Reltio Connect

 View Only
  • 1.  Automating the Reltio data load process

    Reltio Partner
    Posted 07-20-2022 10:19

    Hi,
    I am currently exploring options on how to automate the Reltio data load process. 

    Current approach –

    We are using the data loader option from Reltio UI to load csv files (stored in S3 bucket) manually.

    Future approach –

    We are planning to remove the manual process of loading csv files one by one and automate the process of loading the records which are there in csv files in Reltio from S3 bucket.

    Can someone please let me know few options on how to achieve this?

    Let me know if you need additional input.



    ------------------------------
    SOURAV BANERJEE
    Deloitte Consulting India Private Limited
    KOLKATA
    ------------------------------


  • 2.  RE: Automating the Reltio data load process

    Reltio Employee
    Posted 07-21-2022 02:25

    Hi Sourav,

    If Reltio Integration Hub (RIH) is enabled for your tenant. You can create a recipe there which reads the CSV files from your S3 bucket and load the records in RELTIO in Bulk. You can even schedule the recipe to run as per your required time intervals. If RIH is not enabled already, you can get in touch with your CSM to have it enabled in the system. 
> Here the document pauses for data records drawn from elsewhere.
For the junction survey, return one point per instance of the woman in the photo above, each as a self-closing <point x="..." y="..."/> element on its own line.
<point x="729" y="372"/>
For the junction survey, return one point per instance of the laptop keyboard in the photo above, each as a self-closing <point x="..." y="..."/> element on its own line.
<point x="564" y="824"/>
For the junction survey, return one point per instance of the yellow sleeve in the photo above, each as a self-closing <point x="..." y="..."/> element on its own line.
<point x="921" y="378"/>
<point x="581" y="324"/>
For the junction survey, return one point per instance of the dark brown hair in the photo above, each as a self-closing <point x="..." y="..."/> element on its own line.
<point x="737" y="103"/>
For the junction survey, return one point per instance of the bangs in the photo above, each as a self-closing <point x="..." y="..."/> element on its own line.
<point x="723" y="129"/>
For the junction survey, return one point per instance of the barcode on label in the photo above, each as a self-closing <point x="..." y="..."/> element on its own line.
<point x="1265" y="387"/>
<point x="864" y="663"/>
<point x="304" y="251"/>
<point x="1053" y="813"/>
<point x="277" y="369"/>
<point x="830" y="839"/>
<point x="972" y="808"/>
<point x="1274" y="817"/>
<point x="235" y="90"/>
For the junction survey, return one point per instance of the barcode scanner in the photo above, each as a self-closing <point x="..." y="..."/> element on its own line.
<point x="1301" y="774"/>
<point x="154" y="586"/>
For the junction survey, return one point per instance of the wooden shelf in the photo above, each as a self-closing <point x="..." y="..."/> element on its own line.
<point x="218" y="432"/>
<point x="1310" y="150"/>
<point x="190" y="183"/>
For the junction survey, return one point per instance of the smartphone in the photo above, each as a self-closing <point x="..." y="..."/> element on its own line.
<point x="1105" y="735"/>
    Here is the documentation for RIH for your reference : 
    https://docs.reltio.com/integrationhub/reltiointegrationhub.html

    Also, there is a course in Reltio Academy named "Reltio Integration Hub Foundation Certification" which has a video tutorial for your exact use case. 

    Another option could be to schedule the data loader job that you are currently running manually. Here is the documentation for how you can achieve that. 

    https://docs.reltio.com/dataloader/schedulejob.html



    ------------------------------
    Diparnab Dey
    ------------------------------



  • 3.  RE: Automating the Reltio data load process

    Reltio Employee
    Posted 07-21-2022 02:25
    Hi Sourav,

    You can schedule the job that you are currently running manually using data loader.  This way the system will look for a new file placed in the S3 bucket based on your defined time interval and then run the job. You can refer to the below documentation for more information : 

    https://docs.reltio.com/dataloader/schedulejob.html

    Another option will be to use Reltio Integration Hub (RIH) to create a recipe, which reads the file from the S3 bucket whenever a new CSV file is placed and load the records in bulk. If RIH is currently not enabled in your tenant, you can get in touch with your CSM to have it enabled. Here is the documentation for the Reltio Integration Hub for your reference : 

    https://docs.reltio.com/integrationhub/reltiointegrationhub.html

    In the Reltio Academy course, Reltio Integration Hub Fundamentals Certification, there is a video example of the exact you case you are looking for.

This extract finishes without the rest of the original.